Si arrampica a quasi 700 metri d’altitudine nella più settentrionale delle tre cime del Tuffudesu, dominato dal castello dei Malaspina, risalente a fine XII secolo, di cui ammirerai due torri e mura perimetrali. Osilo, borgo di tremila abitanti, è il secondo Comune più alto della provincia di Sassari. Ha origini medioevali e fu centro molto importante sino ai primi del XX secolo. Ha conservato vive tradizioni artigiane, specie manufatti tessili, e agropastorali: è la patria del formaggio pecorino. Altra prelibatezza sono le casadinas (formaggelle). Ad agosto, viuzze in acciottolato, case in pietra ed edifici storici (come il Palazzo civico del 1600) si animano con Artes Antigas, riscoperta di antichi mestieri e cultura tradizionale, e con la Corsa all’anello, giostra equestre dove i cavalieri, in abiti tradizionali, al galoppo, infilzano anelli sospesi lungo il tracciato.

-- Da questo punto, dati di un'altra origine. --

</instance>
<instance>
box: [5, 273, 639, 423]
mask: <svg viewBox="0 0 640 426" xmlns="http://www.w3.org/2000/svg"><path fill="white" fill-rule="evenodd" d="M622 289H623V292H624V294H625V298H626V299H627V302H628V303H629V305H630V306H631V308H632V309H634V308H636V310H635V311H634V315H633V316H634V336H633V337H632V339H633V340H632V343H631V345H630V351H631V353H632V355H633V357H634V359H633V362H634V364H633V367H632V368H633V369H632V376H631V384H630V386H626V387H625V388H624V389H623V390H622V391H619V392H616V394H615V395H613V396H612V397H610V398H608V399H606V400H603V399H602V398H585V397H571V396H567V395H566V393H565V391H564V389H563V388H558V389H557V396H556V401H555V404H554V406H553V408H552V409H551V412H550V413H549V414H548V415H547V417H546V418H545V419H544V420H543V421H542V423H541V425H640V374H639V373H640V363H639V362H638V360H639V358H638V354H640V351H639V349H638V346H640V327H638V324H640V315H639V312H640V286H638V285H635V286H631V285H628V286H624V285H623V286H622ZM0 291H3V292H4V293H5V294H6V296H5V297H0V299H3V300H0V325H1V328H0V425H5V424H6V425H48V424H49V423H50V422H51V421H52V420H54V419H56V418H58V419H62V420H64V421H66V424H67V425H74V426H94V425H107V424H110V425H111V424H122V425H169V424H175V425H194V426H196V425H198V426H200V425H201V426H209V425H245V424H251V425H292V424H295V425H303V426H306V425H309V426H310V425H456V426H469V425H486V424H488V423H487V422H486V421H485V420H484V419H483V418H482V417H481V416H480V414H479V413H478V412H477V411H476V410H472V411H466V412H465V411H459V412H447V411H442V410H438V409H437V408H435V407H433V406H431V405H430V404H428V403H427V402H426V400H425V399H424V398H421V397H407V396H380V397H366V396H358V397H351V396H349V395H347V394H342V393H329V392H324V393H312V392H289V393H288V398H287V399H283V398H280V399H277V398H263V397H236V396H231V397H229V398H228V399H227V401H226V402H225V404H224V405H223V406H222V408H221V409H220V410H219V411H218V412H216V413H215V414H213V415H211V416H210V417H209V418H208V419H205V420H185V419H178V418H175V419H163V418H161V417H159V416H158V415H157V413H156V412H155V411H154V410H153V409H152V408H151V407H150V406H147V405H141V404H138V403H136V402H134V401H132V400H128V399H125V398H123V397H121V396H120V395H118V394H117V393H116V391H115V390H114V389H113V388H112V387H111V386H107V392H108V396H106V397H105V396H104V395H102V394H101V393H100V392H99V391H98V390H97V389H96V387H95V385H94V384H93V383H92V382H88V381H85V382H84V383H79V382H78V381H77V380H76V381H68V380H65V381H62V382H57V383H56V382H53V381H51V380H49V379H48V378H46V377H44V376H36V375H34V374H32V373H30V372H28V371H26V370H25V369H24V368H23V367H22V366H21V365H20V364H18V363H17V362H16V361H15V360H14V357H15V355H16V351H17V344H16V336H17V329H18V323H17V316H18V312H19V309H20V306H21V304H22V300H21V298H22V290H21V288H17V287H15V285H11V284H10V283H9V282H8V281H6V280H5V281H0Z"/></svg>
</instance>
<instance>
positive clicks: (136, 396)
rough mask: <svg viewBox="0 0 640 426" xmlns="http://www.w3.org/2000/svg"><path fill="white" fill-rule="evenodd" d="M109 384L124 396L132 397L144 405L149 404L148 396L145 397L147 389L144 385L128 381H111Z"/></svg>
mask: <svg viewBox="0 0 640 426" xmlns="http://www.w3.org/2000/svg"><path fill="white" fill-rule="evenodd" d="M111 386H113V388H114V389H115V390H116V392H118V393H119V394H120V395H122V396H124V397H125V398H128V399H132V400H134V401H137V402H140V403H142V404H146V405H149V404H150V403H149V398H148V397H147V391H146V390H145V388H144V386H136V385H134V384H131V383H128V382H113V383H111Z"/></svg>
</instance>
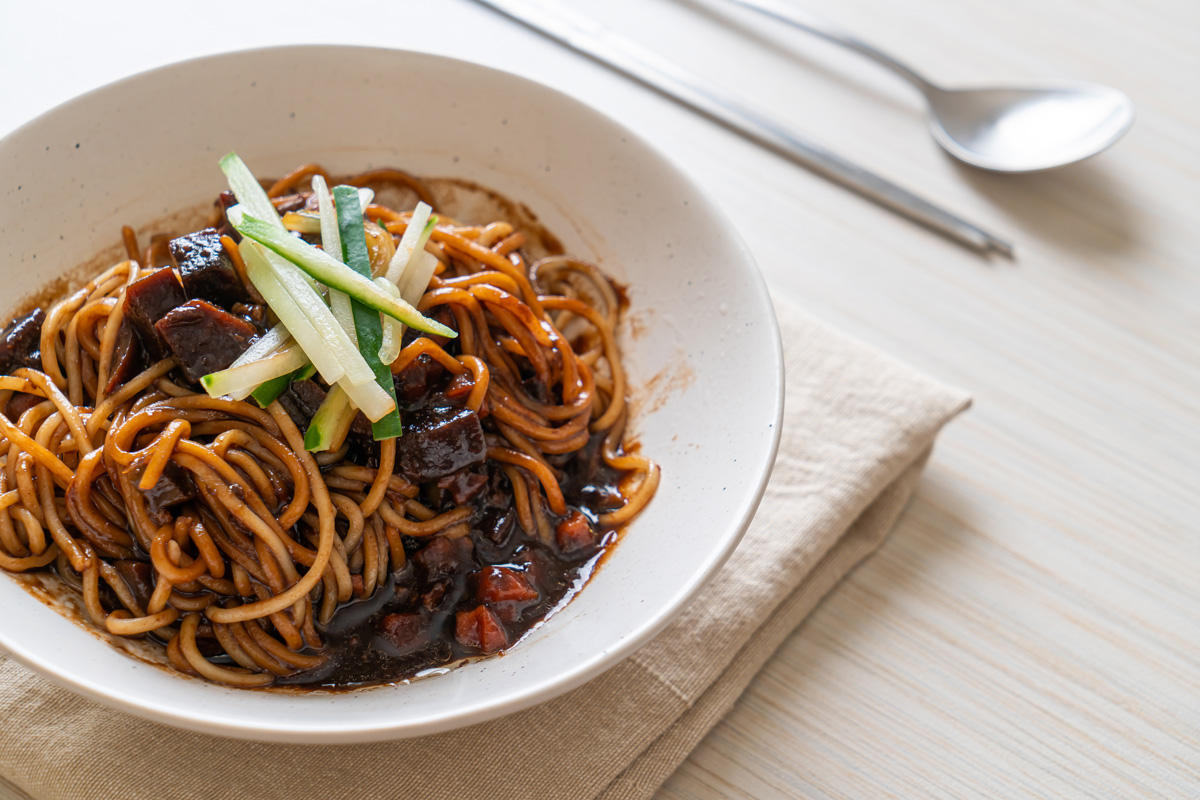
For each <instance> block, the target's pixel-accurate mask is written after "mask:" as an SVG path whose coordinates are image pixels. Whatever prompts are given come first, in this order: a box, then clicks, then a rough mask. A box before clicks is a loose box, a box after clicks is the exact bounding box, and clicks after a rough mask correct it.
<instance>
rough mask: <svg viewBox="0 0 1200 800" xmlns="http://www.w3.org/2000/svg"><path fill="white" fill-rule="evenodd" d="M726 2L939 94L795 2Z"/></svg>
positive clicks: (846, 33) (892, 62)
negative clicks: (767, 19) (864, 60)
mask: <svg viewBox="0 0 1200 800" xmlns="http://www.w3.org/2000/svg"><path fill="white" fill-rule="evenodd" d="M726 2H732V4H733V5H736V6H742V7H743V8H750V10H751V11H757V12H758V13H761V14H766V16H767V17H770V18H772V19H778V20H779V22H781V23H786V24H788V25H791V26H792V28H799V29H800V30H803V31H805V32H809V34H812V35H814V36H820V37H821V38H823V40H826V41H828V42H833V43H834V44H841V46H842V47H845V48H847V49H851V50H854V52H856V53H859V54H860V55H865V56H866V58H869V59H871V60H872V61H875V62H876V64H878V65H882V66H884V67H887V68H888V70H890V71H892V72H895V73H896V74H898V76H900V77H901V78H905V79H906V80H907V82H908V83H911V84H912V85H914V86H917V89H920V90H922V91H923V92H925V94H926V95H928V94H930V92H934V91H937V90H938V88H937V86H936V85H935V84H932V83H930V82H929V80H926V79H925V77H924V76H922V74H920V73H919V72H917V71H916V70H913V68H912V67H910V66H908V65H906V64H904V62H901V61H899V60H896V59H894V58H892V56H890V55H888V54H887V53H884V52H883V50H880V49H877V48H875V47H872V46H871V44H868V43H866V42H864V41H863V40H860V38H858V37H857V36H853V35H851V34H847V32H846V31H844V30H841V29H839V28H836V26H835V25H832V24H830V23H827V22H826V20H823V19H821V18H818V17H814V16H812V14H809V13H806V12H804V11H800V10H799V8H797V7H796V6H794V5H792V4H791V2H787V0H726Z"/></svg>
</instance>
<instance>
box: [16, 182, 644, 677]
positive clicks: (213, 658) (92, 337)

Osilo vanta un numero eccezionale di chiese: 36. Spiccano la parrocchiale dell’Immacolata Concezione (fine XVII secolo), con altare in marmo policromo e coro ligneo settecentesco, e la piccola chiesa di san Maurizio, in stile gotico-catalano (XVII secolo), con altare in tufo che custodisce la statua del santo in una nicchia dipinta con conchiglia scolpita. Santa Ittoria ‘e sa Rocca fu ristrutturata nel 1731 con prospetto rinascimentale e andamento curvilineo. Nel centro storico, si erge Nostra Signora del Rosario (XVII secolo), esempio di arte tardo-rinascimentale con richiami gotici. Non lontana c’è la chiesa di Babbu Eternu, forse la più antica del paese. Mentre, in periferia c’è Sant’Antoni ‘e sa punta (XVII secolo). Da non perdere Nostra Signora di Bonaria, sulla vetta del Tuffudesu, a 800 metri d’altezza: da qui godrai di una vista che arriva fino all’Asinara. Fu simbolo per i marinai, dato che è uno dei primi punti avvistabili dal mare. Infine, le chiese di san Giovanni battista, santa Lucia e san Lorenzo, citata già nel 1688 ma restaurata a inizio XX secolo. La chiesetta si trova nella frazione omonima, all’interno della valle dei mulini. Qui la natura calcarea della roccia è caratterizzata da improvvisi salti, che permettono all’acqua di scorrere con forza tanto da essere stata sfruttata da sempre: a metà XIX secolo si contavano 25 mulini attivi. Oggi, in disuso, sono visitabili. Negli strapiombi del Tuffudesu e del resto del territorio ci sono più di trenta vie di arrampicata. Oltre che di climber, l’area è meta di appassionati di mountain bike, grazie a rilievi, mulattiere e strade tortuose. Il territorio è disseminato di tracce umane sin dal Neolitico: le otto tombe a domus de Janas di Ittiari e le tre di Is Scalas, due tombe di Giganti e una decina di nuraghi, tra cui sa Pala ‘e su Cossu.